La narrazione è molto breve, solo undici minuti, epperò questa brevità non inficia assolutamente la qualità della narrazione riuscendo a calibrare precisamente un dramma potente che sfugge al facile patetismo per affrontare senza sconti una storia forte e scabrosa. In questo ed in un inizio nel quale si respira una certa atmosfera favolistica si avverte l’influenza di quella nuova scuola napoletana di cinema che da alcuni anni guadagna sempre più spazio e consensi all’interno del cinema italiano.

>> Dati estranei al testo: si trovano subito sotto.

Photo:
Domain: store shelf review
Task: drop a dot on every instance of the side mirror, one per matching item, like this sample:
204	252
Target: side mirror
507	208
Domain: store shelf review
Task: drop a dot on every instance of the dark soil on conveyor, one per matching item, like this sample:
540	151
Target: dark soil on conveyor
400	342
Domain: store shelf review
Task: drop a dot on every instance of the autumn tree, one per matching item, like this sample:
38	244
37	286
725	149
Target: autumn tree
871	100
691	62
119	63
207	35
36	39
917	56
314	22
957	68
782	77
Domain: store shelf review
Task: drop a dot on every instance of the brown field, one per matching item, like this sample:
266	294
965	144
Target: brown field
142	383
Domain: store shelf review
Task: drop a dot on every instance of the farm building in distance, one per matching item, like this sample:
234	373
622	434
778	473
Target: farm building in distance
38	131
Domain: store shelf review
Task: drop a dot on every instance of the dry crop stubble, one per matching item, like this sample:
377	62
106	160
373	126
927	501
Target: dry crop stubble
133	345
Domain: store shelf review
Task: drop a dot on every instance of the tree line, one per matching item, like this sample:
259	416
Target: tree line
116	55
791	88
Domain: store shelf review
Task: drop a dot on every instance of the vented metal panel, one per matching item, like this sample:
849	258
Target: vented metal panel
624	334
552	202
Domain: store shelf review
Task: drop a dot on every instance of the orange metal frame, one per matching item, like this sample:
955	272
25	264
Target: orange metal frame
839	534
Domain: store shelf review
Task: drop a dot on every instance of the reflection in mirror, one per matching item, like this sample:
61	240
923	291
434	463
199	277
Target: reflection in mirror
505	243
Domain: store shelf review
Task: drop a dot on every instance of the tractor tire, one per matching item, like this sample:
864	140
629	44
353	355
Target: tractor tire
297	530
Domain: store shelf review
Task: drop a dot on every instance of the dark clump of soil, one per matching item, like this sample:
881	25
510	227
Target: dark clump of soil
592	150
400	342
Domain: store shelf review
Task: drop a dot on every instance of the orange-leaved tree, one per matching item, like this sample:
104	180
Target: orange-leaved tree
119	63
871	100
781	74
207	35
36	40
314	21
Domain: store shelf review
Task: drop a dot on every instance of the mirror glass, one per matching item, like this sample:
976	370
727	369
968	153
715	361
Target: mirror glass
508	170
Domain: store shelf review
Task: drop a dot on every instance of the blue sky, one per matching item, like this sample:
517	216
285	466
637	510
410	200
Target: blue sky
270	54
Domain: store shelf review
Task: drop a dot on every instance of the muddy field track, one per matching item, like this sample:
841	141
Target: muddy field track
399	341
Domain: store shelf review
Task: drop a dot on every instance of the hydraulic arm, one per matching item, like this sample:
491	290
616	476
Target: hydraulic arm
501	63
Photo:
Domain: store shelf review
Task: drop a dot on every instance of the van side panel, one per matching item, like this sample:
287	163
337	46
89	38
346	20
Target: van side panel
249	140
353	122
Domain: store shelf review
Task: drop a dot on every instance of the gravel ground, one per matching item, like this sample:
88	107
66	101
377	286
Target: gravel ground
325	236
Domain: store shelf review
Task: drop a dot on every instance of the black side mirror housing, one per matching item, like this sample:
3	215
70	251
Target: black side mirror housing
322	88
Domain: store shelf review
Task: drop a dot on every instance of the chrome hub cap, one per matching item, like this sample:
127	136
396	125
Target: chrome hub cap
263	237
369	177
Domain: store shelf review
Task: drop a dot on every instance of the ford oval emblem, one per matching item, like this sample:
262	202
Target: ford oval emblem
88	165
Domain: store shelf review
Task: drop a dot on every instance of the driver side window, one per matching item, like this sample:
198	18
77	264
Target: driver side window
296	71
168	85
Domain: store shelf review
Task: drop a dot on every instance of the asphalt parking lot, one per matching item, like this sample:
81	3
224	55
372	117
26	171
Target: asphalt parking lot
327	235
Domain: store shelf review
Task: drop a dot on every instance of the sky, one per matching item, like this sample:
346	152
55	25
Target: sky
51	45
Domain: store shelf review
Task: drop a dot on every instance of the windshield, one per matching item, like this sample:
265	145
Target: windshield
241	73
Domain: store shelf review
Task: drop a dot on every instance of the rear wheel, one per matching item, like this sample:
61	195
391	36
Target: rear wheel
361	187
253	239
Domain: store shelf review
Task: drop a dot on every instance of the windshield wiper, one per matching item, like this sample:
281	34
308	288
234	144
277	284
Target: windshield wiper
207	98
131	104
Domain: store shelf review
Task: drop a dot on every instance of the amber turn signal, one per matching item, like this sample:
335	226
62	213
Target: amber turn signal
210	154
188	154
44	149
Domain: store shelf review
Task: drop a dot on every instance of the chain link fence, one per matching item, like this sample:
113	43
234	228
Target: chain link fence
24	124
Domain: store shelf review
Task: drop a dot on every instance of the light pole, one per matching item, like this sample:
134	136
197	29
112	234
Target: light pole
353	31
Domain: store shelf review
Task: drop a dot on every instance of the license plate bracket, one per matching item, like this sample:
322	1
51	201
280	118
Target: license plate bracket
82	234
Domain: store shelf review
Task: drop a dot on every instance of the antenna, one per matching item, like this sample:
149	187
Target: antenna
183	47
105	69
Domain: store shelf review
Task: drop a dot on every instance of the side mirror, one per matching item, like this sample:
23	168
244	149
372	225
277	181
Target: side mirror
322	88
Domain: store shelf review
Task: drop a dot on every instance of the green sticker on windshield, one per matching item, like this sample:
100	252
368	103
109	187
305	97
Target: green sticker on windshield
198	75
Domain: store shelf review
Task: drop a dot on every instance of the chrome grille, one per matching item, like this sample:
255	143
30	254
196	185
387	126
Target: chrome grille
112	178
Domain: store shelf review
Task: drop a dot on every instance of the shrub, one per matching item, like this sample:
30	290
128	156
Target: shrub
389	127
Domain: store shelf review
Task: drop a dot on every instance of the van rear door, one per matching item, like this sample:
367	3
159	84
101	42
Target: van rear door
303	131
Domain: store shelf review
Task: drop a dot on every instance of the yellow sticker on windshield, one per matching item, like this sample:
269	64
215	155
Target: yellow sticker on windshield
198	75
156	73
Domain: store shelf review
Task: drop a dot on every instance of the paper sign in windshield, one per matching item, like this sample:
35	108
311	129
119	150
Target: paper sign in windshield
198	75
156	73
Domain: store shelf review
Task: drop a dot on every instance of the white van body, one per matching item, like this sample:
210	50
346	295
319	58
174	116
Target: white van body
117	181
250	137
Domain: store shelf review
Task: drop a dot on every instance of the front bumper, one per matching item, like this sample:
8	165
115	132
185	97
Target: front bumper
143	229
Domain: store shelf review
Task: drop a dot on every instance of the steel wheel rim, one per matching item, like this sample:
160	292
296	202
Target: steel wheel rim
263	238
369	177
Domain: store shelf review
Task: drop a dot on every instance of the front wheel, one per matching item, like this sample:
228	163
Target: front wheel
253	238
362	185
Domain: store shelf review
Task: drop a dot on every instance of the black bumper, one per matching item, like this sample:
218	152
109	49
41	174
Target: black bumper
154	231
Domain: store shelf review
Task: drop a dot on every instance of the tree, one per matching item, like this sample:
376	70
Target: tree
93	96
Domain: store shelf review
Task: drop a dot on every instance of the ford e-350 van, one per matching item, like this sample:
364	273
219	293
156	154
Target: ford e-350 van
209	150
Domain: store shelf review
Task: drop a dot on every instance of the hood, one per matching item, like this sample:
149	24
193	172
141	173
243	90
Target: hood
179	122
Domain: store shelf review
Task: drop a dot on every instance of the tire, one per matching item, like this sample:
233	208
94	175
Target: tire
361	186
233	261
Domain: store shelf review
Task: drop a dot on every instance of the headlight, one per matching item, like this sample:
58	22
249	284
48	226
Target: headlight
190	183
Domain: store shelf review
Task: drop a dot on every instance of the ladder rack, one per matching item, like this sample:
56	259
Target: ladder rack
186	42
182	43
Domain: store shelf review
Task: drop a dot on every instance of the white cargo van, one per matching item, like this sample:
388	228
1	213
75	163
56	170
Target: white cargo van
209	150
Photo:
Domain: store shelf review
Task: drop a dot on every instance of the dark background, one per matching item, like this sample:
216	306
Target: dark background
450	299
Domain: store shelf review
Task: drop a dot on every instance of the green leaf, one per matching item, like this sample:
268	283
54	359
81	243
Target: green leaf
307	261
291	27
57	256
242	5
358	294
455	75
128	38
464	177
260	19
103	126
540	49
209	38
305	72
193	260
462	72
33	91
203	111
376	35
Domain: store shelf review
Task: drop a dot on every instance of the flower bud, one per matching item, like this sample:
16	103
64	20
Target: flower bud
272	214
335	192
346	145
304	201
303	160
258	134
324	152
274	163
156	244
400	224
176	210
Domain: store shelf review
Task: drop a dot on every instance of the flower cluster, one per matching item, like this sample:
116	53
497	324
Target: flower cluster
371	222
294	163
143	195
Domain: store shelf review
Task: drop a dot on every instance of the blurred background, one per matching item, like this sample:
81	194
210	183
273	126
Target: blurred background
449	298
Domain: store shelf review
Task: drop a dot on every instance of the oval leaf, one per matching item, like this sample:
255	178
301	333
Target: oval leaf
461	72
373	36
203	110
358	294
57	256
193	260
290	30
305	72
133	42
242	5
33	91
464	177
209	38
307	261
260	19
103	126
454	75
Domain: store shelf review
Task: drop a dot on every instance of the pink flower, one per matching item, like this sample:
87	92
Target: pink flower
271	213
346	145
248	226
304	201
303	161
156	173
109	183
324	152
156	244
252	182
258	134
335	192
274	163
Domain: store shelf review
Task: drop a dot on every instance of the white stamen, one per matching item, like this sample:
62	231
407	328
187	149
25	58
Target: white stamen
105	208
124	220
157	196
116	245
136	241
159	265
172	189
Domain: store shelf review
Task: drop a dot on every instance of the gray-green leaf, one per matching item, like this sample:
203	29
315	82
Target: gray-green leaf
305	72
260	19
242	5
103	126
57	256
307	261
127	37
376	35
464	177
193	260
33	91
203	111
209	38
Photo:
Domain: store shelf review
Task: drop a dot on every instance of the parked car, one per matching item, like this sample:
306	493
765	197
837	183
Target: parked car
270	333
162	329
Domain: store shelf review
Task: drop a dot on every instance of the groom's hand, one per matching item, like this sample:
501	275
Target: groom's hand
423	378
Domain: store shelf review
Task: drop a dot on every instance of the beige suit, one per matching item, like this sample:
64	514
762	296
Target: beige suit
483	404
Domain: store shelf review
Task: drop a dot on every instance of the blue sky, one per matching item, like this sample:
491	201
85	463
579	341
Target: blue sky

Ben presto la leggerezza viene spazzata via, il tono cambia completamente, ma senza traumi o cesure nella narrazione. Evitando vouyerismi e schiamazzi, ma con empatia e delicatezza, si fluisce verso il profondo dramma centrale. Non è un tentativo di mettere alla berlina la società come in certo cinema politico italiano, un titolo su tutti Sbatti il mostro in prima pagina (1972) di Marco Bellocchio; è qualcosa di molto più intimo. Un grande merito non può non essere riconosciuto alla protagonista Isa Danieli, talentuosa attrice napoletana di lunga esperienza che costruisce il ritratto di un’esistenza dolorosa, senza prospettive ma che non rinuncia mai alla dignità. Attraverso questa interpretazione la Danieli offre corpo e voce a innumerevoli esistenze come quella del personaggio che impersona, costringendo lo spettatore a volgere la mente ad un mondo sommerso che non si vuole vedere perché incapaci di articolare una risposta. Probabilmente il pregio maggiore del film è la misura. Una misura, tuttavia, che non diventa mai fatalismo nordico, ma nella quale si avverte il fuoco di braci ancora ardenti e pronte a divampare per l’indignazione suscitata dall’indifferenza in cui le persone come Gaetana ed il figlio Vincenzo sono costretti a vivere, abbandonati da tutti. Pesci in un’ampolla perché incapaci di vivere nel gran mare che li inghiottirebbe senza una piega per farli scomparire nelle sue immensità.